I deliberately refrain from writing political commentary. And I certainly won’t be endorsing any political party during the run up to the Australian Federal election. I’m still unsure who I will be voting for, myself! But I feel compelled to comment on the outrage that erupted as a result of Prime Minister Scott Morrison’s “blessed” comment, during his recent debate with the opposition leader, Anthony Albanese. He has been strongly criticised for supposedly saying that he has been “blessed” not to have children with disabilities.

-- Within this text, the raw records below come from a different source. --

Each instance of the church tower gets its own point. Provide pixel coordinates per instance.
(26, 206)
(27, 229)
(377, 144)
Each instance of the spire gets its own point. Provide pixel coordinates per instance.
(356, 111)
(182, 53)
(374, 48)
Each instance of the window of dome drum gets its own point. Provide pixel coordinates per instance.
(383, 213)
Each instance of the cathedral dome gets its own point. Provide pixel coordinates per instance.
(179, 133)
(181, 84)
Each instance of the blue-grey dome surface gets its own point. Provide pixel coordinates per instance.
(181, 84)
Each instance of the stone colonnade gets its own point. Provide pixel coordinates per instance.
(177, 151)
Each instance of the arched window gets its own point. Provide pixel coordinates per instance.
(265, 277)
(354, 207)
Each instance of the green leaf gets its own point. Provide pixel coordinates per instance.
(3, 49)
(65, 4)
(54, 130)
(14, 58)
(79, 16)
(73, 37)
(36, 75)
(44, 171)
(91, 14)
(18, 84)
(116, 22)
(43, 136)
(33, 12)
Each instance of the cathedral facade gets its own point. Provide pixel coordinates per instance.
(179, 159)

This was in response to a question by a mother with an autistic son.
The speed and vehemence with which people piled onto the PM was quite remarkable, accusing him of gross insensitivity and of insinuating that children with disabilities are not a blessing.
But let’s be clear about what Scott Morrison actually said, and what he meant by it. His actual words were:
“Jenny and I have been blessed, we’ve got two children that don’t – that haven’t had to go through that. And so, for parents with children who are disabled, I can only try and understand your aspirations for those children.”
The “outragist community” have widely interpreted these words as effectively saying, “It sucks to be you. I’m so glad my kids aren’t autistic. My wife and I are so lucky; what a shame you lucked out.” But anyone with even a modicum of sense can see that that was not what Morrison was saying at all! He was making the point that he can’t begin to fully understand the challenges that the woman questioner faced on a daily basis, because he hasn’t had to face those challenges himself. Rather than crowing about his own good fortune, he was actually being humble enough to admit to this struggling mother that he can’t even begin to imagine how difficult her situation is. He was empathising with her, while simultaneously acknowledging the limitations that anyone without disabled children has in fully comprehending the challenges she and many others in her situation face.
I’ve used the term “outragism” before. It describes the current propensity for people to seek things to be outraged about. Wokism, using the platform of social media, has created a society which now craves outrage. People are looking to be outraged. They scour the internet and newsfeeds seeking to hunt down any comment or belief that offends them, so that they can then destroy both the opinion and the person espousing it. In doing so, outragists often rely on the technique of deliberately misconstruing and misrepresenting someone’s argument in order to exaggerate its evil and justify their evisceration of the perpetrator. This is known as the straw man fallacy – deliberately exaggerating, distorting or misrepresenting an argument or position in order to then attack that distorted interpretation.
And this is what has happened with Scott Morrison’s comment. People have deliberately misconstrued it to mean something that the PM simply wasn’t saying and never intended to say. A humble admission of his own limitations in understanding a mother’s challenging situation has been completely turned around into some kind of insensitive gloating! As if he was saying, “It sucks to be you; I’m so glad I’m me!” How absolutely ridiculous! Anyone with even a modicum of common sense can see that that was not what he was saying.
What is to be said of those who are currently howling down the PM? I can only assume one of two possibilities. Either they are decidedly stupid – that is, they can’t see what Scott Morrison was clearly saying – or they are deliberately misconstruing his words for political purposes. Either way, it is just one more example of the outrageism that has taken hold of our world and which now dominates social media. It’s so sad.